One of the main fights related to minimizing preventable deaths at hospitals relates to infections. Literally hundreds of thousands of medical patients develop infections after they enter the hospital, often with life-ending consequences. It is for this reason that proper cleanliness standards and other efforts are needed to minimize the harm from these hospital-acquired infections.
Bizarre Treatment to Save Lives Post-Infection
Much focus is understandably on preventing the infections in the first place. But there are also professionals who are working to save lives after the infection, by developing new treatments to minimize the harm caused. Recently the Boston Globe reported on one such treatment that seem quite strange for those unfamiliar with these issues.
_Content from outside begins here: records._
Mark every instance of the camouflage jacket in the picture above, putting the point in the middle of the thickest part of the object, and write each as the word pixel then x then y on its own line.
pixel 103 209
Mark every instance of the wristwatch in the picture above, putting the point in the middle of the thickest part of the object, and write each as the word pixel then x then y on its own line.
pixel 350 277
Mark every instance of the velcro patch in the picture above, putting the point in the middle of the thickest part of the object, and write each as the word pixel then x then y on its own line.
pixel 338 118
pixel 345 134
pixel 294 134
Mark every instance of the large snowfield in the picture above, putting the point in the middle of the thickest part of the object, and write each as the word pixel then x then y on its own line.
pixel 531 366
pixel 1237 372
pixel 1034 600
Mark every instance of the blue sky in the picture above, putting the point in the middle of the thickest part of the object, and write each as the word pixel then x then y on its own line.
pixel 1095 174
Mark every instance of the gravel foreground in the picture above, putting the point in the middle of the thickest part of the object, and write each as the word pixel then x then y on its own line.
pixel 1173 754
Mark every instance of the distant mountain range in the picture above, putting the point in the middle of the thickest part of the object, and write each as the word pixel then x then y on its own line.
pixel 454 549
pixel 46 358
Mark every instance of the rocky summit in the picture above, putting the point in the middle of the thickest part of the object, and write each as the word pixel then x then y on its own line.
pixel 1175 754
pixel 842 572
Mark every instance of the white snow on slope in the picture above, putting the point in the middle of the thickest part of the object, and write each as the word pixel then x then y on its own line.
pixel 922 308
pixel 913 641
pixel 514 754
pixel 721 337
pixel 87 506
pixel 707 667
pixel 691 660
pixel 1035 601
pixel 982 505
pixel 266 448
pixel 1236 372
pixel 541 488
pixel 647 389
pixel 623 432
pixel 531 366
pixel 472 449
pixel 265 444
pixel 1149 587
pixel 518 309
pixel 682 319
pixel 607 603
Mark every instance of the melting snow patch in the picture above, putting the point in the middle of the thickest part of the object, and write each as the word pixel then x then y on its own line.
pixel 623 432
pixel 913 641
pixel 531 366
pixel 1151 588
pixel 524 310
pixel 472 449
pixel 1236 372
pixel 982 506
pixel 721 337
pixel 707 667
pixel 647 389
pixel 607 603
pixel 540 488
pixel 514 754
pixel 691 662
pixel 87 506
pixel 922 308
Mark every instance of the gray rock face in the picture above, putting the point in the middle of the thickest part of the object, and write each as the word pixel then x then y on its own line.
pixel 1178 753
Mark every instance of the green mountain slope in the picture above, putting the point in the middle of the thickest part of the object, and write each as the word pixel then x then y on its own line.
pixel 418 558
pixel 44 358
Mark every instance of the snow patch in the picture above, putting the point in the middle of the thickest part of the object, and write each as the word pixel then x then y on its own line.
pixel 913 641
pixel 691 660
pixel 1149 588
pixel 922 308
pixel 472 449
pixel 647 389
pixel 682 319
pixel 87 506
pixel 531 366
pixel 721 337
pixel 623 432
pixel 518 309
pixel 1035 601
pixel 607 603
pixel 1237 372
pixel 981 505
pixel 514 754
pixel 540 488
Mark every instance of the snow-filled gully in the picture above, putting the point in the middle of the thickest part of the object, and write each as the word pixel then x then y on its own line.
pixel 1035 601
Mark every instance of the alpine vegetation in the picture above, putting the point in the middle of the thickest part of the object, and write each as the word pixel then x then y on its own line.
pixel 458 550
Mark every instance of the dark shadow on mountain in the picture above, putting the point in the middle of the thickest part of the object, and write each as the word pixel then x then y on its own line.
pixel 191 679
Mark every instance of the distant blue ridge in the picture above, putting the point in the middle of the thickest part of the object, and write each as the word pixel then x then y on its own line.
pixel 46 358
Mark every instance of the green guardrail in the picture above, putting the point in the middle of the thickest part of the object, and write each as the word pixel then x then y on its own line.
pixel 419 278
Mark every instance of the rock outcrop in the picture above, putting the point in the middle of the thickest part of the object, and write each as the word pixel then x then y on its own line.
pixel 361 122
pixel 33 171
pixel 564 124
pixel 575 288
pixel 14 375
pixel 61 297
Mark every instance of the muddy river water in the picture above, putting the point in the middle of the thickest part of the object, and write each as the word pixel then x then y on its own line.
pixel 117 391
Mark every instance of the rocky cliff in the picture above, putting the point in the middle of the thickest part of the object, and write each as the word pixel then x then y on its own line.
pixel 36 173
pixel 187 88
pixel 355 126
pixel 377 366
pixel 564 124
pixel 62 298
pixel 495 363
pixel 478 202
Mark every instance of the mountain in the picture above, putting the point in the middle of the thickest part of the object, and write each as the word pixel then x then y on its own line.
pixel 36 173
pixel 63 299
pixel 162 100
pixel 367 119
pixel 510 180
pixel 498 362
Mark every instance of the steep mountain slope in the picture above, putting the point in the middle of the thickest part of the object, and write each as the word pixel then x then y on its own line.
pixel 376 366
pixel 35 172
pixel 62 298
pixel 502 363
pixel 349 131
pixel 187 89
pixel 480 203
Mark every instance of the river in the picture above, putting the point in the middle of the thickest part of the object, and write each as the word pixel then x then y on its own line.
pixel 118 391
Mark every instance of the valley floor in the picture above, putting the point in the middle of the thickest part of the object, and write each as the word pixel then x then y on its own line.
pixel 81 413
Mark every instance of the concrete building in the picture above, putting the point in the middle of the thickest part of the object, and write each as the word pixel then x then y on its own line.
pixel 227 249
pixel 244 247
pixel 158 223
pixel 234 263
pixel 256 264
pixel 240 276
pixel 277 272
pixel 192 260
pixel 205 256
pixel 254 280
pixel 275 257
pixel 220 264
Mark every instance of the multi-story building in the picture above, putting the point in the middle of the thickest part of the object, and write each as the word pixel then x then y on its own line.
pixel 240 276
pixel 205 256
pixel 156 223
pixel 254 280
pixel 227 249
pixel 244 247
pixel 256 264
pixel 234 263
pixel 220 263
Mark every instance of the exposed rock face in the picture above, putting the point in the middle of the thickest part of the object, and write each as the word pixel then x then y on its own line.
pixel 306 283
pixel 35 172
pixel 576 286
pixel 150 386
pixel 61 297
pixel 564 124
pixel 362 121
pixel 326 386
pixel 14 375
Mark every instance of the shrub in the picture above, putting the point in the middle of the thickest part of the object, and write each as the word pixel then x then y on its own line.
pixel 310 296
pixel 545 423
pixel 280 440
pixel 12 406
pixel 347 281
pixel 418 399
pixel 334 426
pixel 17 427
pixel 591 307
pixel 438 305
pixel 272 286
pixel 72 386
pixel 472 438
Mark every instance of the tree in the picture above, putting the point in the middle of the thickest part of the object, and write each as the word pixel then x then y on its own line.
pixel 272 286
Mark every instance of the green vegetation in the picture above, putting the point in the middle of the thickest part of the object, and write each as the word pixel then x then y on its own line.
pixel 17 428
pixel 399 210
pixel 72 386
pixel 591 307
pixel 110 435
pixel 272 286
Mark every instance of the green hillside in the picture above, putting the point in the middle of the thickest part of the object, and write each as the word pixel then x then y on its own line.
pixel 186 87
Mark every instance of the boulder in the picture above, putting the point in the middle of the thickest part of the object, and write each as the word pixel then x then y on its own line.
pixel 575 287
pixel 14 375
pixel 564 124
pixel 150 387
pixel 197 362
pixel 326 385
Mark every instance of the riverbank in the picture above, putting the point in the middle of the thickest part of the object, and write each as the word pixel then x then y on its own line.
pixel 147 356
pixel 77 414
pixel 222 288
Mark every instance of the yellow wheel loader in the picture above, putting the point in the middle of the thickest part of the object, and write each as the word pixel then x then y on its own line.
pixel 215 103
The treatment has been around for fifty years, but it is only rarely used to treat those with gastrointestinal infections. Essentially, it involves a fecal transplant. By taking the feces of another person and transplanting it into the body of the sufferer, proper bacteria balances might be achieved.
Interestingly, in the past the procedure was viewed somewhat dismissively–as a relic of times gone by. However that mindset is slowly changing. In a unique reversal, many doctors are now trying fecal transplants, and they have actually seen positive results. In fact, the results of a new sophisticated trial were just released which offer the strongest proof yet that this treatment actually works.
The researchers in the test found that patients suffering from one of the most common (and potentially harmful) infections from C. difficile (C. diff) saw marked improvement when they received a fecal transplant. In the test, the donor fecal matter was infused with the patient’s intestine. Researchers found that those receiving the transplant fared obviously better than those given standard antibiotic treatments. The study was actually halted early because the results were so striking. The New England Journal of Medicine story explained how thirteen out of sixteen patients improved after the first transplant. Two others improved after a second transplant. In traditional antibiotic patients, only one-third saw improvement.
The new treatment option could not come at a better time, as the development of C. diff–particularly antibiotic resistant strains–are rising. According to the Centers for Disease Control and Prevention, about 3,000 patients died from C. diff in 1999. Less than ten years later, in 2007, that number had more than quadrupled to 14,000 deaths. Because the bacteria is becoming more resistant, the options for fighting back are limited.
Many patients develop the deadly infection while they are in the hospital for some other reason. The bacteria causes such harm because, in many cases the patient’s body is already weak from their original ailment. But hopefully increasing use and success of the fecal transplant option might provide a powerful new tool to address the problem. Researchers are now evaluating different methods of delivery for the transplant and ideal ways to screen donors.
Our Chicago medical malpractice lawyers will be following these developments closely with the hope that deaths from hospital acquired infections decrease.